JTA
- 11.20.2003
Washington Jewish
Week
Mountain Jews keep culture alive
by Paula Amann, News Editor
Mention Gorsky, plov and tar to most American Jews, and you'll get a blank look for your trouble. Zaur Gilalov wants to change that.
The newly elected president of the World Congress of Mountain Jews is eager to talk about the language, festive dish and musical instrument of his people.

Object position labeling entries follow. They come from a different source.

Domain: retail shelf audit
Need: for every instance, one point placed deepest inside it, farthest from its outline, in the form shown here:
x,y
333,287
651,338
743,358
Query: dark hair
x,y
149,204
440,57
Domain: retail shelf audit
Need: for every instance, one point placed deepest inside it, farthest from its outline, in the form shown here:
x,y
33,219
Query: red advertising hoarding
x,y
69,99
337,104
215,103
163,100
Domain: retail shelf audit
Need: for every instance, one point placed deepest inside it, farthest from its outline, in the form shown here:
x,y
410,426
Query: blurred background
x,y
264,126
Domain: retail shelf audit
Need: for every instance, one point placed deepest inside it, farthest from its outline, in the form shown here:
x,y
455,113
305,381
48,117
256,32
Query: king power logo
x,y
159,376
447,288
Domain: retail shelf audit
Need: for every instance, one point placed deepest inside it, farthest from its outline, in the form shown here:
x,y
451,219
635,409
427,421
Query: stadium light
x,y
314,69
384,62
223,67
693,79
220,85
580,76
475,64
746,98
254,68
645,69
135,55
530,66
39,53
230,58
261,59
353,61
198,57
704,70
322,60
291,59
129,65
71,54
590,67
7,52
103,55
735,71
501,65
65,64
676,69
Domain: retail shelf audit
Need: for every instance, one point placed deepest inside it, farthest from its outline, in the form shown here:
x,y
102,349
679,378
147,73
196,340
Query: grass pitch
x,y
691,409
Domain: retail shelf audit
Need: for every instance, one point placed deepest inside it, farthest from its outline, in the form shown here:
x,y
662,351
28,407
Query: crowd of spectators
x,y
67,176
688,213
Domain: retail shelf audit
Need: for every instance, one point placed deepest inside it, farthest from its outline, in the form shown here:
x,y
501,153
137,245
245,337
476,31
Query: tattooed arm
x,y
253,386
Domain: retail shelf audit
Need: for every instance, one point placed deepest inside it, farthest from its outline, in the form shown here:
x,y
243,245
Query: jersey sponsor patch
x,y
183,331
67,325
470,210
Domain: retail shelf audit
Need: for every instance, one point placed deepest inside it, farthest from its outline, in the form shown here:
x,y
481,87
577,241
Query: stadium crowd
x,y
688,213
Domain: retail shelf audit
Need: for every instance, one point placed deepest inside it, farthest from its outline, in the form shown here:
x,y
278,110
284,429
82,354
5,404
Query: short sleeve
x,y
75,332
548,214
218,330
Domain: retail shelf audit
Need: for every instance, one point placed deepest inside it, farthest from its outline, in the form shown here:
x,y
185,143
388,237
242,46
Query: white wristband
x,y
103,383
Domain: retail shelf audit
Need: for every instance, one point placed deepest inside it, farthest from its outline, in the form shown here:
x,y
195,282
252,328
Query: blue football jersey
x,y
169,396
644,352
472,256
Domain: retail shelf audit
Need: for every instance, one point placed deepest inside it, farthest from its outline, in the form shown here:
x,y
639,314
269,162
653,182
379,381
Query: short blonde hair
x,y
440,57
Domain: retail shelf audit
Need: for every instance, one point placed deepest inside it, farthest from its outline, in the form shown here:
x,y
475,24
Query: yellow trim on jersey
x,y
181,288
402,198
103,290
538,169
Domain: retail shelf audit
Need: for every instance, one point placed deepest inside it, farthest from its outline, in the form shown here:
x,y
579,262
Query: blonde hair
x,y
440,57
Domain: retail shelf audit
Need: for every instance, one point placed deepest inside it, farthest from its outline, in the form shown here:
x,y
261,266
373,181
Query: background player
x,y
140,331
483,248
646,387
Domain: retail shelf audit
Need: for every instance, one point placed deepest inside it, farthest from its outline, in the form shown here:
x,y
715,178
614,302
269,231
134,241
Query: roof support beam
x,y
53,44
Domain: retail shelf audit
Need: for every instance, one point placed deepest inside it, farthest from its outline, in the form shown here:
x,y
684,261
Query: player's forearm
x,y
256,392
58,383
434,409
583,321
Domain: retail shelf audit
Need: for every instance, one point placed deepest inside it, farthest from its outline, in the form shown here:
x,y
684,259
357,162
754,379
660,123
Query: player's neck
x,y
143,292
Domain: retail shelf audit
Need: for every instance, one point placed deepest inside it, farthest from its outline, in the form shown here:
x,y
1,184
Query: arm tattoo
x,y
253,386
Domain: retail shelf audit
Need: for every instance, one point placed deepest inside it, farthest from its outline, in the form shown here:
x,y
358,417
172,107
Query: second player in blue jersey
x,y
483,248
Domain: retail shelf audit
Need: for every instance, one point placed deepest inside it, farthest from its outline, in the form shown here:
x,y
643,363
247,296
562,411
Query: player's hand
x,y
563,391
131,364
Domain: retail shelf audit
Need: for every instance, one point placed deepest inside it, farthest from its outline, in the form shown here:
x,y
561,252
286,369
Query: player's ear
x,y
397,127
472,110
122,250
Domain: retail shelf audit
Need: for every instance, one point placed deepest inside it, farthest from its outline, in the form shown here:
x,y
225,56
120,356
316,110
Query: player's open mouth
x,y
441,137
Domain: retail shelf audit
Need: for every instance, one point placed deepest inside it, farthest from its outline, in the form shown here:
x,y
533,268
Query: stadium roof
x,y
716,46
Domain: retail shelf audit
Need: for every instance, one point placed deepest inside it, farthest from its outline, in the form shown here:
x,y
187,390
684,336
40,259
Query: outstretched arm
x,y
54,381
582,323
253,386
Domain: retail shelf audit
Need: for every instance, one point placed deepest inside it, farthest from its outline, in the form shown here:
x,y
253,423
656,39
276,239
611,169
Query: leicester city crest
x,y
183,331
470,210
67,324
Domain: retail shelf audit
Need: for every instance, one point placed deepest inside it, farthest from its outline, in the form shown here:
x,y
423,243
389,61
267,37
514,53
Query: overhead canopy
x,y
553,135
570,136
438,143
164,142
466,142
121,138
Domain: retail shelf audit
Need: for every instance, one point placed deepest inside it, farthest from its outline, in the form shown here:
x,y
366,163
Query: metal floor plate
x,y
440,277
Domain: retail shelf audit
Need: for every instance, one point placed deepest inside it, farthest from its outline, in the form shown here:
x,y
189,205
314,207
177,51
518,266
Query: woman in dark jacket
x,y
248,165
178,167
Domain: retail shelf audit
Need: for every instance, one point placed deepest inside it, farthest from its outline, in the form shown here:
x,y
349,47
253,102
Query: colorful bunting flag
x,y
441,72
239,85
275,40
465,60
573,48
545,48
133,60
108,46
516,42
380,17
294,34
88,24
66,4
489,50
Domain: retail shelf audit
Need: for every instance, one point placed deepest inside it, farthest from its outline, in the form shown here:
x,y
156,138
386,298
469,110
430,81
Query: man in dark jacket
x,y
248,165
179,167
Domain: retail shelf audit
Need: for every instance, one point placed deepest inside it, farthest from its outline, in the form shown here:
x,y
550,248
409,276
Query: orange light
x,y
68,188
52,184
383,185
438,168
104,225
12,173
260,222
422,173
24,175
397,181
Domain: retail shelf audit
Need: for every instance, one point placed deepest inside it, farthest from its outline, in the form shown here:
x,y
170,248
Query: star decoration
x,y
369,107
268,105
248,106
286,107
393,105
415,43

They number some 150,000 strong and have their roots in the Caucasus region of Azerbaijan going back about 2,000 years.
"We have a very rich culture, a very old culture and we want you to know about it," said Gilalov, 29, who has also served as vice president of Moscow's Jewish community since 1999.
The young entrepreneur and communal leader was visiting Washington last week, with Rabbi Pinchas Goldschmidt, chief rabbi of Moscow, and Sergey Kuvshinov, a Mountain Jew who has advised both the chief rabbi and Gilalov's congress.

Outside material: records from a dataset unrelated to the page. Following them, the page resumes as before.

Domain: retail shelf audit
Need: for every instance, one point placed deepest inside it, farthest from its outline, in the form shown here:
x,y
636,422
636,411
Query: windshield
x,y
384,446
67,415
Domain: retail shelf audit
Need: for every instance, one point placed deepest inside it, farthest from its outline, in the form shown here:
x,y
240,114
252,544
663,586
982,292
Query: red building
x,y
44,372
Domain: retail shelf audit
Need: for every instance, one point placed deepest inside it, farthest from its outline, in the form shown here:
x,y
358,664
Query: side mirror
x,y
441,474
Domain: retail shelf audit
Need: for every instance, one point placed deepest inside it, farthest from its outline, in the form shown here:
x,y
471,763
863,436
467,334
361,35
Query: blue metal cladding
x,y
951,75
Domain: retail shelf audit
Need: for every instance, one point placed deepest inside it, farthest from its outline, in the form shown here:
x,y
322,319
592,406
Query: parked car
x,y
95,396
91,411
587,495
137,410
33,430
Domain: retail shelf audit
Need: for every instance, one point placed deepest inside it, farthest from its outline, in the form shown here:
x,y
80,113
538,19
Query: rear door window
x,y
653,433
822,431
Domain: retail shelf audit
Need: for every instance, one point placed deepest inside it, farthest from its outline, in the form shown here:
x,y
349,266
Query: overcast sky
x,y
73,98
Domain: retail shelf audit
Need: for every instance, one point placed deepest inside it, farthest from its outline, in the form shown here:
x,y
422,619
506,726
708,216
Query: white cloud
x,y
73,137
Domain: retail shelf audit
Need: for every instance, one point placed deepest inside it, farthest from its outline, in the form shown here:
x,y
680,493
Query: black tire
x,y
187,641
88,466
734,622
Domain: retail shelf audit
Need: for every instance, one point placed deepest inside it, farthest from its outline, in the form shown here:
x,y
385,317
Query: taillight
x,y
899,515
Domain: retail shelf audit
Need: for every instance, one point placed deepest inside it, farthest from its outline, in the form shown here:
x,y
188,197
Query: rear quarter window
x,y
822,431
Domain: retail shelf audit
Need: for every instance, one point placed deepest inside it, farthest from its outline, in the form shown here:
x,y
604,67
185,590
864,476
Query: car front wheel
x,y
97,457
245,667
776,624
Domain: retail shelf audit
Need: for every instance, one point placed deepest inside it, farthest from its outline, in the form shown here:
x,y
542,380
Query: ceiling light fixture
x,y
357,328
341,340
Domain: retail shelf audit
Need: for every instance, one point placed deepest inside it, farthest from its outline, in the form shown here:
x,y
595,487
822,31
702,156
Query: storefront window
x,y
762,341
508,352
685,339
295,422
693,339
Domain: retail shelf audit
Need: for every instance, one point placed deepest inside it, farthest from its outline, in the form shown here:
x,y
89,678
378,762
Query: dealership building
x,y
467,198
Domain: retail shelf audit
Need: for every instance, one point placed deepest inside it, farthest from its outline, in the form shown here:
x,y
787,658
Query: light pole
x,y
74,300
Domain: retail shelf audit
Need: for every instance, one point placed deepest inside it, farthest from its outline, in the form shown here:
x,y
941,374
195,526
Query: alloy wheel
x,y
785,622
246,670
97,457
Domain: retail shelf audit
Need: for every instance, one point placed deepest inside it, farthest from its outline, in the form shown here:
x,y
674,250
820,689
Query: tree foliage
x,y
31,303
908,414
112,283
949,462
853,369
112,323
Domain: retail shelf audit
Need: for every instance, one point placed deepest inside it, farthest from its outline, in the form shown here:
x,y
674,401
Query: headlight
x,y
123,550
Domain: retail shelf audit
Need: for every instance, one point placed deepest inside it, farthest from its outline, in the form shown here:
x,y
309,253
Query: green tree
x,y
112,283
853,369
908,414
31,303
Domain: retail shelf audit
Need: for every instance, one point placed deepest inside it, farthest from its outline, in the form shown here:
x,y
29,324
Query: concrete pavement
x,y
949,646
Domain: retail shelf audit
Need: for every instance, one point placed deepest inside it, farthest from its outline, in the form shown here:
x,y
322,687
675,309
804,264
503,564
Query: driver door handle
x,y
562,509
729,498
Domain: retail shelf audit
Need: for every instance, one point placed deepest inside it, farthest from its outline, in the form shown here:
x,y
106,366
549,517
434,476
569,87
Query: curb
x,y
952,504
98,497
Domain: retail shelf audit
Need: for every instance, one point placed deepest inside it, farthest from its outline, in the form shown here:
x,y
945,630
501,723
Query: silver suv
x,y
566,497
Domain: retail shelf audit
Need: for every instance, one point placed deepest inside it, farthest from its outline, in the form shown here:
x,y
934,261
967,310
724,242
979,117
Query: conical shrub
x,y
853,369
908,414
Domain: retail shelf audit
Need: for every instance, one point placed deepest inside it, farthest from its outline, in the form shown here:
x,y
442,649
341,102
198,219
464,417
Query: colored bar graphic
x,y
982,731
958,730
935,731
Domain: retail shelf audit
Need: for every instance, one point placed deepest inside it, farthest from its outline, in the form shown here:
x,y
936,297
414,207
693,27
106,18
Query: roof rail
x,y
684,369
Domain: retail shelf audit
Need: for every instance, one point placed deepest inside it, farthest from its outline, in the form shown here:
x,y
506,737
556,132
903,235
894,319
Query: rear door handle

The trio met with the National Security Adviser's director of Russian affairs, Tom Graham, in tandem with the staff of NCSJ -- Advocates on behalf of Jews in Russia, Ukraine, the Baltic States & Eurasia.

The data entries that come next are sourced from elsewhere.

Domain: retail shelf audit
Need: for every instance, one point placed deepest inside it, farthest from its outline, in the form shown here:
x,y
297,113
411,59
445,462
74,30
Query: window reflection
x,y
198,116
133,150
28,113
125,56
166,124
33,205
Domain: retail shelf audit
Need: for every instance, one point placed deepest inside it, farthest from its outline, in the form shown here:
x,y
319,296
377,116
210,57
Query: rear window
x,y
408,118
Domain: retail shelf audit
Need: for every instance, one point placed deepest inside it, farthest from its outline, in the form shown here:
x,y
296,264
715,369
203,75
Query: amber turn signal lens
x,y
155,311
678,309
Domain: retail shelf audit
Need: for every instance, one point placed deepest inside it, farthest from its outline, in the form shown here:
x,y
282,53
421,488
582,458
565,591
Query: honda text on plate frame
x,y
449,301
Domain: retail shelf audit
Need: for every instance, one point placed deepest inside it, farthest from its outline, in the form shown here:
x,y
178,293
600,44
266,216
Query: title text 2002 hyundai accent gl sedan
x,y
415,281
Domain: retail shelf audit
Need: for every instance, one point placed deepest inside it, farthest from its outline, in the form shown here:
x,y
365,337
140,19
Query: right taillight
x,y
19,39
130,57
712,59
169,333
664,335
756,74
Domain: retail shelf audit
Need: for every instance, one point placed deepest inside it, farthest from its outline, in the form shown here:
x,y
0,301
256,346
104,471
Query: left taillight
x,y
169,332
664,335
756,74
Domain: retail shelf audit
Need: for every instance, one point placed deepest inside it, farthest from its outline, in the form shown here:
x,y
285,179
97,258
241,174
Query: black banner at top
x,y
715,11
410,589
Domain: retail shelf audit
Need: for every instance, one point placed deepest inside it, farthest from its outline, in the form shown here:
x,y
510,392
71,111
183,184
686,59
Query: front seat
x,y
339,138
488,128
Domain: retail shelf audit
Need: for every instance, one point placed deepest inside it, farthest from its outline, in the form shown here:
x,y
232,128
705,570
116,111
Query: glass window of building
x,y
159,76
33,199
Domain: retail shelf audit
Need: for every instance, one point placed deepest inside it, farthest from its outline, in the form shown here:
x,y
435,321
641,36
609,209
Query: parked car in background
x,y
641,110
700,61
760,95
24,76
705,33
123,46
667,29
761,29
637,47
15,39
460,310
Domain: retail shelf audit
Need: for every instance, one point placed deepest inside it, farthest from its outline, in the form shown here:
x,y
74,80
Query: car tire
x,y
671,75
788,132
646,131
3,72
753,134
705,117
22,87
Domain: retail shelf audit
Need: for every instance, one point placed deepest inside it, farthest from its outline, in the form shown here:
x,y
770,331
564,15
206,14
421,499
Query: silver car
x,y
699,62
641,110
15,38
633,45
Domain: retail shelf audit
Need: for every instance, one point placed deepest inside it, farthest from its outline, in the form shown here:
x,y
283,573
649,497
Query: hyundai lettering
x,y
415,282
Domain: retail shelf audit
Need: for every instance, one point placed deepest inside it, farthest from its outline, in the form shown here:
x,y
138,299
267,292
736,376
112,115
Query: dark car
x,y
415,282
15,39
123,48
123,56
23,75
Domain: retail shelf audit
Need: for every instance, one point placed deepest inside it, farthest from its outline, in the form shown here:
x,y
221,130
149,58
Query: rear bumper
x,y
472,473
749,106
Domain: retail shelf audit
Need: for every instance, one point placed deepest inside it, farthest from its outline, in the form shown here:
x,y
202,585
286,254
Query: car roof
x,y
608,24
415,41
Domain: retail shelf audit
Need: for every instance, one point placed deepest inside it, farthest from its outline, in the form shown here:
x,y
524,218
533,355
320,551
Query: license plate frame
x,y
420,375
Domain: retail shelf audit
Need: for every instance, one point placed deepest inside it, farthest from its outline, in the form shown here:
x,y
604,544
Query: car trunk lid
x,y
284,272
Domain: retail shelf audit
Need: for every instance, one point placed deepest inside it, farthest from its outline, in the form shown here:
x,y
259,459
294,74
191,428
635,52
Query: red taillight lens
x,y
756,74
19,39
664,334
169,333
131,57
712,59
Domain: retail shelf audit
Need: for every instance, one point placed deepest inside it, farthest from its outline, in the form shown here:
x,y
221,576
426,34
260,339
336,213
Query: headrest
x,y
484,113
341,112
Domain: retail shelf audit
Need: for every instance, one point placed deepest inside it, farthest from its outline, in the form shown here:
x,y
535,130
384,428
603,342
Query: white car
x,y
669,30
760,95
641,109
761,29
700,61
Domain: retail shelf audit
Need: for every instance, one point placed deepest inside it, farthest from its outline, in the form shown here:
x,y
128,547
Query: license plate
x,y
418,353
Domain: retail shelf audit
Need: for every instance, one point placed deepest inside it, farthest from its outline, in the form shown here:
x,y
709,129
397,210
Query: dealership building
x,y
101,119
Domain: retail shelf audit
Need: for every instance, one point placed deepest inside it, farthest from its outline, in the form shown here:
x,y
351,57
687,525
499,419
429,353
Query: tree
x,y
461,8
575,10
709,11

Their New York stops included meetings with the Conference of Presidents of Major Jewish Organizations, the World Jewish Congress and Jewish National Fund president Ron Lauder.
They were also hatching plans for a synagogue in New York, which along with Los Angeles, boasts some 5,000-6,000 Mountain Jews.
Today, the group's world congress also counts members from as far afield as Israel, Canada, Belgium and the former Soviet republics of Georgia, Dagestan and Russia.
More than 60 percent are thought to live in the Jewish state, where they have their own synagogue at Tirat ha-Carmel, near Haifa.
But the heart of Mountain Jewish life lies in Kuba, a northern Azerbaijani town where many expatriates have family homes.
As for the mysterious tongue called Gorsky, spoken by Mountain Jews worldwide, it stems from the Persian language of Farsi.
"Gorsky is to Farsi as Yiddish is to German and Ladino is to Spanish," said Goldschmidt.
Plov -- which shows up on plates at Mountain Jewish b'nai mitzvah parties -- consists of rice, beef and garbanzos, a favorite food item that also gets mixed with raisins as a snack.
As for the tar, this stringed instrument, a distant cousin of the mandolin and ukelele, livens up such celebrations.
Moscow's Mountain Jews, who number some 15,000, print one of four Gorsky newspapers in the world, and are due to release a new film on their history and plan a music festival for next spring.
Their heritage remains largely intact, despite their small numbers, because their homeland harbored little anti-Semitism. Even in Soviet times, Gilalov said, Mountain Jews continued to hold religious services in private homes.
"In Azerbaijan, it was impossible to hide your Jewishness," Gilalov said.